A precipitação acumulada em duas estações pluviométricas de Garuva (11 km de distância) para este período foi expressiva. Na estação convencional
(leitura realizada por um/a observador/a) da ANA a precipitação total entre os dias 10 e 13 de fevereiro de 2017 foi de 139,4 mm, com destaque para o dia 12 (99,4 mm). Vale lembrar que nas estações convencionais a leitura dos dados é efetuada às 9, 15 e 21 horas, por isso, boa parte deste acumulado de 99,4 mm pode ter ocorrido ainda no dia 11, entre às 21 e 24 horas.

Já na estação automática do Cemaden os totais de precipitação se concentraram no final de semana, dias 11 e 12 de fevereiro (123,4 mm). Entre às 17 e 21 horas do dia 11 choveu um total de 69,4 mm.

Considerando o percentil 99 (85,2 mm) para os dados diários da série histórica da estação convencional de Garuva (1977-2018), a precipitação acumulada no dia 12 de fevereiro de 2017 (99,4 mm) é considerada extrema.

Para os montanhistas e pessoas que costumam ir pra Curitiba com frequência foi um grande choque, porque a mudança na paisagem foi grande, como pode ser visto nas figuras a seguir.

Esses valores de precipitação que citei acima não podem ser generalizados para toda a área, pela minha experiência acredito que na serra do Araraquara especificamente deve ter chovido muito mais do que isso, pena não ter um pluviômetro lá em cima para registrar, mas a chuva deve ter passado dos 300 mm em curto espaço de tempo.
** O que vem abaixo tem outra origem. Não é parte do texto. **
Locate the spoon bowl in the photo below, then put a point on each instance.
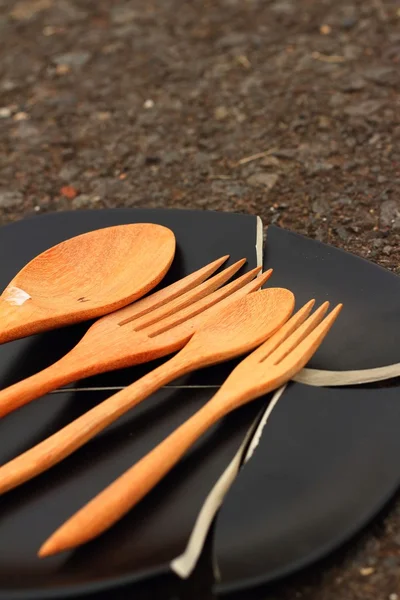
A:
(85, 277)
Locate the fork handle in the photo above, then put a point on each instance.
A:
(69, 368)
(126, 491)
(64, 442)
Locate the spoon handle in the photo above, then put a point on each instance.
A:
(17, 320)
(126, 491)
(69, 368)
(64, 442)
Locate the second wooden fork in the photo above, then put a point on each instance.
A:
(265, 369)
(152, 327)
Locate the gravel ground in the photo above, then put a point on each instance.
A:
(289, 109)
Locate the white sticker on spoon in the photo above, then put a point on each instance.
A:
(15, 296)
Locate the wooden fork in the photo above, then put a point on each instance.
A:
(267, 368)
(150, 328)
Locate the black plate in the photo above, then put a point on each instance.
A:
(328, 459)
(157, 530)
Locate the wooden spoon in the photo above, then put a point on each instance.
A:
(85, 277)
(234, 330)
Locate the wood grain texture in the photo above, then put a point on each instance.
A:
(85, 277)
(231, 332)
(271, 365)
(108, 345)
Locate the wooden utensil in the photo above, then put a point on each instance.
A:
(150, 328)
(85, 277)
(213, 342)
(267, 368)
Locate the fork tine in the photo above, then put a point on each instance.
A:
(153, 301)
(200, 291)
(263, 351)
(201, 307)
(298, 335)
(301, 354)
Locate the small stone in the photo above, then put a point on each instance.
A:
(324, 122)
(320, 207)
(221, 113)
(390, 213)
(84, 201)
(366, 571)
(72, 59)
(202, 158)
(25, 131)
(380, 75)
(122, 14)
(10, 198)
(171, 157)
(337, 100)
(21, 116)
(49, 30)
(319, 167)
(364, 109)
(103, 115)
(8, 86)
(391, 561)
(288, 153)
(68, 191)
(267, 180)
(342, 233)
(63, 69)
(27, 9)
(353, 84)
(325, 29)
(348, 22)
(270, 161)
(68, 172)
(344, 201)
(283, 7)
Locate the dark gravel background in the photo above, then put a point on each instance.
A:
(289, 109)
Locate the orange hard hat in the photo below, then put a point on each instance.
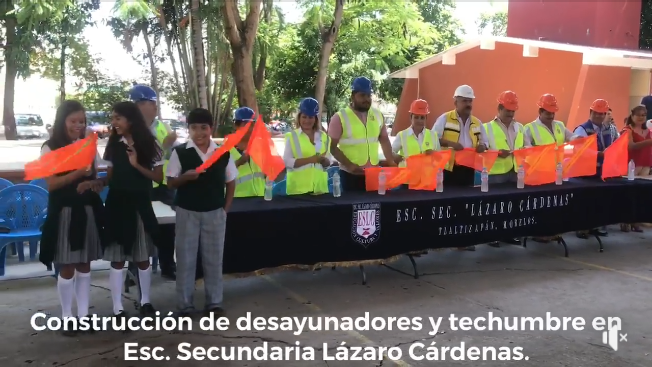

Outro fato que corrobora esse entendimento é que no mesmo período (verão) do ano anterior ocorreram diversos deslizamentos na serra do Quiriri na região do Ventania e Pedra da Divisa. Mais um evento de precipitação intensa, concentrada, mas que não foi registrado devidamente por não haver nenhum equipamento de monitoramento lá na serra. Na estação do Cemaden, localizada em Garuva, foram 300 mm registrados entre os dias 20 e 25 de fevereiro de 2016. São apenas 7 km de distância entre a região da Pedra da Divisa e o ponto mais alto da serra do Araraquara, que no ano de 2016 não sofreu com esse cenário de deslizamentos em massa.

Fotos do antes e depois dos deslizamentos na Pedra Branca do Araraquara. Fotos: Yara de Mello.
Imagens disponíveis no Google Earth de antes e depois da ocorrência dos deslizamentos na Pedra Branca do Araraquara. Elaborado por: Yara de Mello, 2019.

A imagem abaixo é uma aproximação do curso d’água destacado na figura acima, afluente do rio São João que nasce na serra do Araraquara. É impressionante a quantidade de material transportado por estes rios na serra nestes episódios de chuva extrema.

Imagens do Google Earth mostrando o antes e o depois dos movimentos de massa de um trecho de um curso d’água que nasce na serra do Araraquara. Elaborado por: Yara de Mello, 2019.
‎Foto tirada no dia 29‎ de ‎Julho‎ de ‎2017 no rio que cruza a trilha para o cume da Pedra Branca do Araraquara. Foto: Yara de Mello, 2017.
Serra do Araraquara vista de nordeste antes e depois dos deslizamentos. Elaborado por: Yara de Mello, 2019.
Serra do Quiriri nas proximidades da Pedra da Divisa, antes e depois dos movimentos de massa que ocorreram no verão de 2016. Elaborado por: Yara de Mello, 2019.